Pescolanciano (Pesculangiànë in molisano[2]) è un comune italiano di 850 abitanti della provincia di Isernia, in Molise.

Per la sua posizione geografica è considerato la "porta dell'Alto Molise".

Indice

ToponimoModifica

Il nome di Pescolanciano deriva da “Pesclum Lanzanum” che indicava la roccia (“Pesclum”) ed il suo feudatario normanno (“Lanz”).

Geografia fisicaModifica

TerritorioModifica

Gran parte del territorio di Pescolanciano e buona parte dell'abitato si estendono lungo il tratturo Castel di Sangro-Lucera che, fatta eccezione per il tratto che attraversa il paese, ha conservato intatte le sue caratteristiche di vasto sentiero erboso. L'ambiente montano è costituito da terrazzamenti a lievi pendenze che vanno a formare morbide colline, conche pianeggianti e lunghe vallate, creando un paesaggio vario ed articolato ma morbido e ondulato. I campi aperti, a saltus, costituiscono la dominante paesistica di un territorio che è come un immenso pascolo, interrotto, soprattutto ai confini, da vaste aree boschive e chiuso da dolci profili montuosi: siamo nel tipico ambiente appenninico dove la natura si conserva quasi inviolata. L'abitato sorge nel mezzo di due vallate solcate dal fiume Trigno ad est e dal torrente Savone ad ovest. Nella zona meridionale prevale il sistema collinare con la grande fustaia di faggio pura che si estende a ovest fino al maestoso massiccio di Monte Totila (1395 m s.l.m.), mentre a settentrione domina l’altopiano, chiuso a nord-est dalla Riserva di Collemeluccio.

ClimaModifica

Il clima di Pescolanciano è caratterizzato da inverni rigidi, con molte piogge e nevicate, ed estati miti con sporadici temporali pomeridiani. Molto frequente con cielo terso e calma di vento è l'inversione termica che durante tutto l'anno determina temperature minime particolarmente basse considerando la quota. Sovente nelle notti d'estate la temperatura può scendere sotto i +12 °C mentre in inverno non sono rare minime intorno ai -10 °C, con punte di -15 °C. Il 15 Febbraio 2012 alla periferia del paese vennero misurati -25.3 °C.

StoriaModifica

Il castelloModifica

 Lo stesso argomento in dettaglio: Castello D'Alessandro.

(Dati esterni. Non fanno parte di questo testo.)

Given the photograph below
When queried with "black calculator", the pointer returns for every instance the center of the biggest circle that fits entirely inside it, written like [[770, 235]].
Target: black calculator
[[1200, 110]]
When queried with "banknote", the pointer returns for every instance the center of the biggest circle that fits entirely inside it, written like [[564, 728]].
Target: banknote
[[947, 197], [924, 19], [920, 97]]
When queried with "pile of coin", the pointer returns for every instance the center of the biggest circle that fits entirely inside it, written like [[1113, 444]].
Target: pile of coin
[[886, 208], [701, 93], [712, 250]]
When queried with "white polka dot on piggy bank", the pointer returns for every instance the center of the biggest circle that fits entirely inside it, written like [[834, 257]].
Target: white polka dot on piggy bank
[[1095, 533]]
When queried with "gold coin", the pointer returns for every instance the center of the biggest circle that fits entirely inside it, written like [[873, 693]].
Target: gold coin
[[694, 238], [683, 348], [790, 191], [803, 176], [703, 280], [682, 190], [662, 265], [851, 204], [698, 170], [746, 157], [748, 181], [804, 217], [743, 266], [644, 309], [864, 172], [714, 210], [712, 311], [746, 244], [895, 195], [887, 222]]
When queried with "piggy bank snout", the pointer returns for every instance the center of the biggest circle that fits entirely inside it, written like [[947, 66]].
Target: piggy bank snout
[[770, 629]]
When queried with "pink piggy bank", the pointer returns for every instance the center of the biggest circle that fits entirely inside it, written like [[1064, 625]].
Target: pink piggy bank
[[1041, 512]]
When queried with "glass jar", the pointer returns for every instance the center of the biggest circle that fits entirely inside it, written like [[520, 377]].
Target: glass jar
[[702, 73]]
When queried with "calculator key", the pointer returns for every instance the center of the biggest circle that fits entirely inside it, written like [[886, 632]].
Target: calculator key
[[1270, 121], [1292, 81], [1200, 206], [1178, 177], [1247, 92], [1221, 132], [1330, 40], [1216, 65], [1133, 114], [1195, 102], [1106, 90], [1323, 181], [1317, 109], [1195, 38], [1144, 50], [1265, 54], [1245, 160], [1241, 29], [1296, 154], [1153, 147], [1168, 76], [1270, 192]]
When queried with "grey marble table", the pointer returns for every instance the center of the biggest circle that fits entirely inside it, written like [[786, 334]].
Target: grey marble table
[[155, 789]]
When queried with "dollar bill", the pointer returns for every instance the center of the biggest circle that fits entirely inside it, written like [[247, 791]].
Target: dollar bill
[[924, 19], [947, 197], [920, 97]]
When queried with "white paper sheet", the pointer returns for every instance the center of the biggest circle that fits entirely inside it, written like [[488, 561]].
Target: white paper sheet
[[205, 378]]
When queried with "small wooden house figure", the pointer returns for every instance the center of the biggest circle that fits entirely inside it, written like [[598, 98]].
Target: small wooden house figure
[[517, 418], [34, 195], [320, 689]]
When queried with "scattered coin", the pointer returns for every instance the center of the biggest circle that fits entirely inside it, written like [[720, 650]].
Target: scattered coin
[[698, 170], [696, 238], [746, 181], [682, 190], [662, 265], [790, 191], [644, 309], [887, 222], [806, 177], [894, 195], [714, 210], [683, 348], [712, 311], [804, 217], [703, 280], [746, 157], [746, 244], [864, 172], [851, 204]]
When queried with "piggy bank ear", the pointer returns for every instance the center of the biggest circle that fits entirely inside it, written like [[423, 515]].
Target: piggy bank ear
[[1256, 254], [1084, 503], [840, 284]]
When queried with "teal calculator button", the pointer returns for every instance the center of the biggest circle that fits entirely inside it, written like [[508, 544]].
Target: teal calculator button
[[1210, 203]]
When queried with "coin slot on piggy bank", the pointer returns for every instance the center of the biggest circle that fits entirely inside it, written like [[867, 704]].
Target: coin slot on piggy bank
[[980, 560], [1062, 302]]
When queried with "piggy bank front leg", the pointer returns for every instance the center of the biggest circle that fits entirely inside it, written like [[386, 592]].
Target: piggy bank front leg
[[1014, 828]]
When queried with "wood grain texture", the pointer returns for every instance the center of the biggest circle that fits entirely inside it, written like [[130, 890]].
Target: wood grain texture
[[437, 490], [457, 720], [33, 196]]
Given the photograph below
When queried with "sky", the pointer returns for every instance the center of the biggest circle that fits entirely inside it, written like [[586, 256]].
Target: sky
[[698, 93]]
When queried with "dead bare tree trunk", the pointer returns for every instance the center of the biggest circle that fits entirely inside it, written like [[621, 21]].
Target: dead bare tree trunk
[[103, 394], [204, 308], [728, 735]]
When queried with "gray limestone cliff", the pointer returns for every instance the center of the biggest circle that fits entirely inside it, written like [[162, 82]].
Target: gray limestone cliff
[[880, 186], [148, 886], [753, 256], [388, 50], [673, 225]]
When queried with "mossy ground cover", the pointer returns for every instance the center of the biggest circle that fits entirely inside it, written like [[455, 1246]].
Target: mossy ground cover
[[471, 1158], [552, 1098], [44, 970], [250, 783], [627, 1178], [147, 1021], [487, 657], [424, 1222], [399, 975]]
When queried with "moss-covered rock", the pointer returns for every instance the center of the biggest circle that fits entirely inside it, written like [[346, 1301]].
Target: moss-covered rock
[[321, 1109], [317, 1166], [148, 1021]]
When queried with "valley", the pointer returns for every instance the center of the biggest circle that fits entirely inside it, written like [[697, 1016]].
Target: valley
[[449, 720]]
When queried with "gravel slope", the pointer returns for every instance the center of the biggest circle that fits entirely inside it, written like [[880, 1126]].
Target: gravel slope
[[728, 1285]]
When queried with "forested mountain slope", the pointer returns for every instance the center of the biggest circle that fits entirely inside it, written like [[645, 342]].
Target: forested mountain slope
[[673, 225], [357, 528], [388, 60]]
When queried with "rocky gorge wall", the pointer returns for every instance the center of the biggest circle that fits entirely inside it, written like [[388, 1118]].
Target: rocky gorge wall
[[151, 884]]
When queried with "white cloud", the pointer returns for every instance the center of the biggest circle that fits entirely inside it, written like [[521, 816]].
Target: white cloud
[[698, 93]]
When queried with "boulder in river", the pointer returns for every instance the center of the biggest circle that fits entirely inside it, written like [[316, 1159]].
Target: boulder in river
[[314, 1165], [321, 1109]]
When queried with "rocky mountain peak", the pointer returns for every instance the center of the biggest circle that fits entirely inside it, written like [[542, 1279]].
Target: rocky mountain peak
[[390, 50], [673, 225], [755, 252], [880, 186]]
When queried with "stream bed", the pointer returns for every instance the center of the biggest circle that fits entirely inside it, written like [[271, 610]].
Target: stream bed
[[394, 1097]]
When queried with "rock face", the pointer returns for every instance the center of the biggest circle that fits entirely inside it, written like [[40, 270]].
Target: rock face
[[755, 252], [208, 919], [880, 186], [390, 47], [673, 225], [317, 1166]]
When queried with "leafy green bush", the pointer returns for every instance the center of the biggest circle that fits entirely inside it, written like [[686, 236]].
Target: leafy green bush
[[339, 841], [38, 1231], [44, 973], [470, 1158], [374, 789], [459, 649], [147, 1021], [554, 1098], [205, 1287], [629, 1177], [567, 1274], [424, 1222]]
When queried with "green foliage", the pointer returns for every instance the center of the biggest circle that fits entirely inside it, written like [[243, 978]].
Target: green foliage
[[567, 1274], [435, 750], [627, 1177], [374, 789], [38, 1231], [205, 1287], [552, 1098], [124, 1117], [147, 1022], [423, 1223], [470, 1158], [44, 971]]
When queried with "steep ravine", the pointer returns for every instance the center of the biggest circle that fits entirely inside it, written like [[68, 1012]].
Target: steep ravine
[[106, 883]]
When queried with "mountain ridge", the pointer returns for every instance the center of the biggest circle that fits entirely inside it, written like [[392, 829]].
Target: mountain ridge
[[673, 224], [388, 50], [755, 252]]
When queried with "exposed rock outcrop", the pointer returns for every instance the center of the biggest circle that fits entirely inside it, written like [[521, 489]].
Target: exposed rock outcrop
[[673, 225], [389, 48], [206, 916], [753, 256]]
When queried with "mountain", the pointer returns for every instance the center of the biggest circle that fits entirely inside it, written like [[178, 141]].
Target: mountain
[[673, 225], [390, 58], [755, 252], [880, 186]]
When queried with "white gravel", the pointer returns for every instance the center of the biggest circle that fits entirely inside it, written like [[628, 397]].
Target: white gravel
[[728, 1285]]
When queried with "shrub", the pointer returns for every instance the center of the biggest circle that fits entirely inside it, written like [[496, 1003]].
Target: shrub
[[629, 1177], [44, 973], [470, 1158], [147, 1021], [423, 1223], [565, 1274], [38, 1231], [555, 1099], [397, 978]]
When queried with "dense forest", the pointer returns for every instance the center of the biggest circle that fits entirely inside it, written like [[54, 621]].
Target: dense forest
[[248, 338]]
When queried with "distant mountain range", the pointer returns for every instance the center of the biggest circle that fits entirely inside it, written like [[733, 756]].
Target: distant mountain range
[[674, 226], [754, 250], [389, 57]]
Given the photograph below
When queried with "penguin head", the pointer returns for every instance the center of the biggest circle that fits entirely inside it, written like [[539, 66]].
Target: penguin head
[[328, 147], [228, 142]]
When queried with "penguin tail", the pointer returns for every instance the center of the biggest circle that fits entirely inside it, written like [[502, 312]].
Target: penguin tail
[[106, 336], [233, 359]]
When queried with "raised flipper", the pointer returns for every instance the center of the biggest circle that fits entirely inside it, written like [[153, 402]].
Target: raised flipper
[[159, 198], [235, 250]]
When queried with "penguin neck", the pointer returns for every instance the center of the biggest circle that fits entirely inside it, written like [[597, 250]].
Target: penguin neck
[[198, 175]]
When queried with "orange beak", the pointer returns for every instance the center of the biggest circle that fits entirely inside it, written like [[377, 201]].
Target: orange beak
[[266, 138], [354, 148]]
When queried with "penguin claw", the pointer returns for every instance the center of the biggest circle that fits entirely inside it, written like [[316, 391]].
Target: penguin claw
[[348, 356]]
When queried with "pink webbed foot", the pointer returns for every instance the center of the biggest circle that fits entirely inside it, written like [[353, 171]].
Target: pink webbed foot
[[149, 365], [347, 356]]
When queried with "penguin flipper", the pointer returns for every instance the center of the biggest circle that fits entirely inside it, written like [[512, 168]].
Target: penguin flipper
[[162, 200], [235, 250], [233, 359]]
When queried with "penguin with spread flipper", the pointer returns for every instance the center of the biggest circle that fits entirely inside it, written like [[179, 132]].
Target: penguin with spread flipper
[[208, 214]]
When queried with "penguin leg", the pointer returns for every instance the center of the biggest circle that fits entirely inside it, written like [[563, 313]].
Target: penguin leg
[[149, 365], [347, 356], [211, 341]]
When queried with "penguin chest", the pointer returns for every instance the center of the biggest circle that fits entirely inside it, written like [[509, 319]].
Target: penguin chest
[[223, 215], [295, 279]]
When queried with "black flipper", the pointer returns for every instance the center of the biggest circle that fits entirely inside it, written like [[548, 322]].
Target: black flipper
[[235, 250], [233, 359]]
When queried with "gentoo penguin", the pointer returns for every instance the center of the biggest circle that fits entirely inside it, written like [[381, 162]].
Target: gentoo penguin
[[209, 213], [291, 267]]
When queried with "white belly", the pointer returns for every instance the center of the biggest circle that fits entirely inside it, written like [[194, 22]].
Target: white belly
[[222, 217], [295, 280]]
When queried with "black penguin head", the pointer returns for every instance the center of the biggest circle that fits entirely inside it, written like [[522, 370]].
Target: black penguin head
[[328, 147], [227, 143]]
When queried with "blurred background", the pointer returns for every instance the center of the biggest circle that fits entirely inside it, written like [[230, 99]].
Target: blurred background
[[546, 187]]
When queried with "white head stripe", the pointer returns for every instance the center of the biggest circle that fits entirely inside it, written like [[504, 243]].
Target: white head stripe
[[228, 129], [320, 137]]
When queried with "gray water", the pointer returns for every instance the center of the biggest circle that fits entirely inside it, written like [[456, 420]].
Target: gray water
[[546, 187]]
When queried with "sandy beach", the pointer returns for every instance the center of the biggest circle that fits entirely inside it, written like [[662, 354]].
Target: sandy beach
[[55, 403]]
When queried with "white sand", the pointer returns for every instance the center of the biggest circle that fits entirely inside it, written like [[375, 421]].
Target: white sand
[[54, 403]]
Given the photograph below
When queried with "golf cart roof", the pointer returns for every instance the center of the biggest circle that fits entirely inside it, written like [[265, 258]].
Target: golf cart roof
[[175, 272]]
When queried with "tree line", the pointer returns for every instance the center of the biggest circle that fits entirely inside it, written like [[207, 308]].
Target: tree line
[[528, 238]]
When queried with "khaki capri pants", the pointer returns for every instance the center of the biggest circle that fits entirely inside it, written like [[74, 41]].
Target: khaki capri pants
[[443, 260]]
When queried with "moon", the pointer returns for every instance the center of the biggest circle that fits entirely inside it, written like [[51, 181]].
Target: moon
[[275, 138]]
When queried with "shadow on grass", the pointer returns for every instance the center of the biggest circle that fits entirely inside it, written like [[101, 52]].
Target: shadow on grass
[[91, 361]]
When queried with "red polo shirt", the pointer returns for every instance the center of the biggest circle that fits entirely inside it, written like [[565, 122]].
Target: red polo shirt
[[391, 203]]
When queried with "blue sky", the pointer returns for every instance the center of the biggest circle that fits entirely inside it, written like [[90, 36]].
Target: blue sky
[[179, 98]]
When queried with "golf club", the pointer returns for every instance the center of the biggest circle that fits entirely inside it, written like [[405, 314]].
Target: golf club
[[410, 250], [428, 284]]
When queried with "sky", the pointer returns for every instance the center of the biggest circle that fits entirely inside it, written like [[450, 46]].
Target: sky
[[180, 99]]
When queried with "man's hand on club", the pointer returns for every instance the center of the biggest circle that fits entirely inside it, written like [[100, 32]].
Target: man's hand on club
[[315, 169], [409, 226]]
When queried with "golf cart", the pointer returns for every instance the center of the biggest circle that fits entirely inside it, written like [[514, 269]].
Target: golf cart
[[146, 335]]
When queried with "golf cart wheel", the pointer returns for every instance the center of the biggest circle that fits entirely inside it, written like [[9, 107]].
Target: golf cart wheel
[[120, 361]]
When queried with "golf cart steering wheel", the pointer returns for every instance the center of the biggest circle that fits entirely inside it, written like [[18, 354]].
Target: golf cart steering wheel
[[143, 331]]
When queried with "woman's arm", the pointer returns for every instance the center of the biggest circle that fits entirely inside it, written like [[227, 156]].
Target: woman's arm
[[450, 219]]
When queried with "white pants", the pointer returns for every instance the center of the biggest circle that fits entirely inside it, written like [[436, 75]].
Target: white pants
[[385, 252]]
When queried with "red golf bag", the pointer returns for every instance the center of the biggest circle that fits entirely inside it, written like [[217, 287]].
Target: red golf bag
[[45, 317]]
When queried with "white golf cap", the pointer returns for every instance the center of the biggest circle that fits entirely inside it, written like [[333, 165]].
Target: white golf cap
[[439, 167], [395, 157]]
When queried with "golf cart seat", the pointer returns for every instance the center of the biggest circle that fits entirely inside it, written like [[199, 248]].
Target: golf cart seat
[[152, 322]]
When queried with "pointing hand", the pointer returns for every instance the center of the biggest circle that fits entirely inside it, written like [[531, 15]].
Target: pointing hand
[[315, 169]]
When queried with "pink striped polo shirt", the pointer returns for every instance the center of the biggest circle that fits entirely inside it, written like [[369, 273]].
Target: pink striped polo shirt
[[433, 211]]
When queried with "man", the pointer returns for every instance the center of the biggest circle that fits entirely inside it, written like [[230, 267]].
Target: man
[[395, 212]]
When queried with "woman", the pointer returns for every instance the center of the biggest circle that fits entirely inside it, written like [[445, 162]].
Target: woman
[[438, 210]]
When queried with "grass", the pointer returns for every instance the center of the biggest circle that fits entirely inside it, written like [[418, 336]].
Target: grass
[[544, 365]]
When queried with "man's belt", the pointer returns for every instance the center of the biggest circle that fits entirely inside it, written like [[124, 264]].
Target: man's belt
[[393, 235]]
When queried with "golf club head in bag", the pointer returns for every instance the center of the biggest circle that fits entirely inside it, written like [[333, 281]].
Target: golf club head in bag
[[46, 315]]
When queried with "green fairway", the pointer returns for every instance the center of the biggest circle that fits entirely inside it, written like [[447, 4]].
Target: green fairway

Sembra che il castello sia sorto su un originario sito fortificato sannitico, seppur documenti certi d'archivio evidenziano una presenza fortilizia solo dall'epoca di Alboino, intorno al 573 d.C. Alcuni storici ritengono la sua costruzione essere posteriore e risalente all'epoca di Carlo Magno, circa l'810, o di Corrado il Salico, il 1024. Alcune testimonianze riferiscono che con la discesa di Federico II, il territorio di Pescolanciano era governato da un feudatario, Ruggero di Peschio-Langiano, che ricevette ordine dal re di rimuovere i Caldora di Carpinone, smantellando il loro castello, di assediare Isernia e quei feudi ostili a re Federico. Tale spedizione fu organizzata nel fortilizio allora esistente e da esso prese le mosse nel 1224.

Il feudoModifica

Il feudo, confinante col vicino borgo di Santa Maria dei Vignali, abbandonato dopo il terremoto del 1456, era attraversato da un importante nodo di comunicazione, che collegava le alte località dell'Appennino centrale abruzzese con quelle costiere del “Tavoliere di Puglia”. Detto percorso “tratturale” (Lucera-Castel di Sangro, Pescolanciano-Sprondasino, Sprondasino-Castel del Giudice), era utilizzato non solo dai numerosi pastori e dai loro animali, transumanti in direzione del mare o montagna a seconda delle stagioni climatiche, ma anche da comuni viandanti e da pellegrini diretti in Terra Santa. Questi tratturi divennero, pertanto, nel corso dei secoli (XIV-XVIII) itinerari strategici sia sotto l'aspetto economico, per le entrate fiscali (fida) garantite dall'attività di transito della pastorizia, sia perché costituirono il diretto collegamento da Roma ai porti pugliesi, all'epoca dei pellegrinaggi e delle crociate. Ciò spiega la presenza lungo tali percorsi di torrioni, castelli, monasteri e chiese ove si celebravano svariati culti e veneravano Santi protettori; strutture queste che risultano essere state difese da raggruppamenti di cavalieri Templari, Teutonici e Gerosolimitani.

 
Vista aerea del Castello D'Alessandro

Il castello di Pescolanciano è arroccato su uno sperone di roccia ai piedi del monte Totila e sotto di esso si sviluppò il borgo medioevale con le sue mura perimetrali con accessi all'abitato tuttora visibili. Il forte assolse a compiti di difesa e ospitalità sia sotto i feudatari Carafa che sotto gli Eboli, sin dal XIII secolo. Queste secolari funzioni del borgo e del suo maniero ricevettero “nuovo impulso” con l'avvento di nuovi feudatari. Il feudo di Vignali e Pescolanciano fu, tra il 1576-1579, alienato da Andrea d'Eboli o sua nipote Aurelia a Rita Baldassarre, moglie di Giovanni Francesco d'Alessandro, dell'illustre Casato napoletano del Sedil di Porto che conta tra i suoi ascendenti un Templare Guidone, crociato in Palestina nel 1187, valenti ambasciatori del Regno Angioino e Aragonese, nonché l'illustre giurisperito-umanista del XV secolo, Alessandro d'Alessandro, discepolo del Fidelfo ed autore dei “Dies Geniales”.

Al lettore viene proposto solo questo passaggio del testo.